Skin: Radiation reactions that may appear toward the end of radiation therapy include loss of hair and a sunburn-like effect to the skin that may become itchy, dry or moist. Most pets develop a change in the colour of the skin and hair in the area being treated and, occasionally, hair will fall out and not re-grow in that area. Other changes to the skin that are much less common include formation of a non-healing wound and the formation of thickened scar tissue in the area being treated.
Mouth: If tumour in or around the mouth is being treated, injury to this area can result in a sunburn-like effect to the tongue and the tissues lining the mouth. This can result in loss of appetite, altered tongue function and tenderness to the lining of the mouth.

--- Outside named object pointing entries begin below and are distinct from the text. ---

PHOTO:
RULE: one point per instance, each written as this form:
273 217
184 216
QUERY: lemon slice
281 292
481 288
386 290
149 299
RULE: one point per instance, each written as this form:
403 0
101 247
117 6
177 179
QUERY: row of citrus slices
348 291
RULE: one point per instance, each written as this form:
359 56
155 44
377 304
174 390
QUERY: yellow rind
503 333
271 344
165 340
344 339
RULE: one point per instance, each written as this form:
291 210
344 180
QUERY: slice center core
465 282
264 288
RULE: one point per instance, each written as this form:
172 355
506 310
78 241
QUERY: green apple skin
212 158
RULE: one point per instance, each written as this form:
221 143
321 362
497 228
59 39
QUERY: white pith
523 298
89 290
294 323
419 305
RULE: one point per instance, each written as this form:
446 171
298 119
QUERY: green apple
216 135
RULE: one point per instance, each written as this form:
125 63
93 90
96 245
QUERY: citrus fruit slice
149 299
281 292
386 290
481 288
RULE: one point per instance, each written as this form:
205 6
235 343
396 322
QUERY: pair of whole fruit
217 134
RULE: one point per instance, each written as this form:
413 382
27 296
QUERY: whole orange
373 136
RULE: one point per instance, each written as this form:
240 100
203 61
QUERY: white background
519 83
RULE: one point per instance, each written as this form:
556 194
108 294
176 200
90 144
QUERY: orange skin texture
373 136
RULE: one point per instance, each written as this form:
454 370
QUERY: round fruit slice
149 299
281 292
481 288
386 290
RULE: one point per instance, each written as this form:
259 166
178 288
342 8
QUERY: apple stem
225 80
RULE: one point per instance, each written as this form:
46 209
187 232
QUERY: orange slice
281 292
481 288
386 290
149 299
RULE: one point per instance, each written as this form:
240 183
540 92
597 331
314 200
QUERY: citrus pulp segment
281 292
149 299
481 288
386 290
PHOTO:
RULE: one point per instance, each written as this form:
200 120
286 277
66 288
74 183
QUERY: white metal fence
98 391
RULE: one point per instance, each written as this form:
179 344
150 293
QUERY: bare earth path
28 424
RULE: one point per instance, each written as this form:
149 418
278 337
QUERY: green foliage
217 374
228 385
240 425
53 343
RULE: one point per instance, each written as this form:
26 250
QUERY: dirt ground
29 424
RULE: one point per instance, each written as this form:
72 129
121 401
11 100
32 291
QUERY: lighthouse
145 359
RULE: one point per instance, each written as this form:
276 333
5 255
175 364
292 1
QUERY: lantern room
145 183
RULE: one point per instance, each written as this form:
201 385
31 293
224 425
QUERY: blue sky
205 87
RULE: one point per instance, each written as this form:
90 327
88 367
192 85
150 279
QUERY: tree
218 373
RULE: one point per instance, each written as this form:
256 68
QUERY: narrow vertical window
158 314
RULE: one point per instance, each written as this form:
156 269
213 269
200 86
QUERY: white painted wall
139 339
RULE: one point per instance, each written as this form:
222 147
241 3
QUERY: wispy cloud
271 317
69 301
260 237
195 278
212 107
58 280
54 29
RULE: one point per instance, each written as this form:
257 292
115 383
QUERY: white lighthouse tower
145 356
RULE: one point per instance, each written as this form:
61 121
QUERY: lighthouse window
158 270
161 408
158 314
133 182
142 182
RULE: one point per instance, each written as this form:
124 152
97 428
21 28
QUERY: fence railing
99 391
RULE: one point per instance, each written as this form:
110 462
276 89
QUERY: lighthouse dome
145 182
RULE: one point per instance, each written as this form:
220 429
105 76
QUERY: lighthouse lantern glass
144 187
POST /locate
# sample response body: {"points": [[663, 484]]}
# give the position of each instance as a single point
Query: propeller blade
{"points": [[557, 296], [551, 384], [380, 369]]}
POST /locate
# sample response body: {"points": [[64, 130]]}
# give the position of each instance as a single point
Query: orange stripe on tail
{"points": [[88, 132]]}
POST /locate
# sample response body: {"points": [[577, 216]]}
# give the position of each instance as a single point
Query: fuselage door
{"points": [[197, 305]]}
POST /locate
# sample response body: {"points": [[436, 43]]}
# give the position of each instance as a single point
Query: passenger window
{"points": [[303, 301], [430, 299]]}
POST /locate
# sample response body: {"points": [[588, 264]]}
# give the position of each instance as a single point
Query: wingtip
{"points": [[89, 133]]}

Large intestine and rectum: Occasionally, the colon and rectum are affected when tumours in that area of the body are being treated. Most pets have only mild, transient side effects that can include loose stool (bowel movement) that may contain blood, and perhaps some discomfort passing stool.
Eye: The eye is often unavoidable in the treatment field when tumours of the facial skin, sinuses or nasal cavity are treated. While most pets do not show any adverse effects associated with damage to the eye itself, side effects can include cataract formation months to years after therapy is finished, damage to the retina, decreased tear production, and irritation to the tissues around the eye. Occasionally, an ulcer of the cornea may be noted.
More than fifty percent of cancers are treated alone with radiation or in adjunct to other modalities. So, if your pooch is detected with cancer, do not lose hope!
(Dr PR Chaudhari, MVSc, DMRIT PhD, is stationed at Comparative Oncology & Experimental Nuclear Medicine, Advance Centre for Treatment, Research and Education in Cancer, Tata Memorial Centre, Navi Mumbai).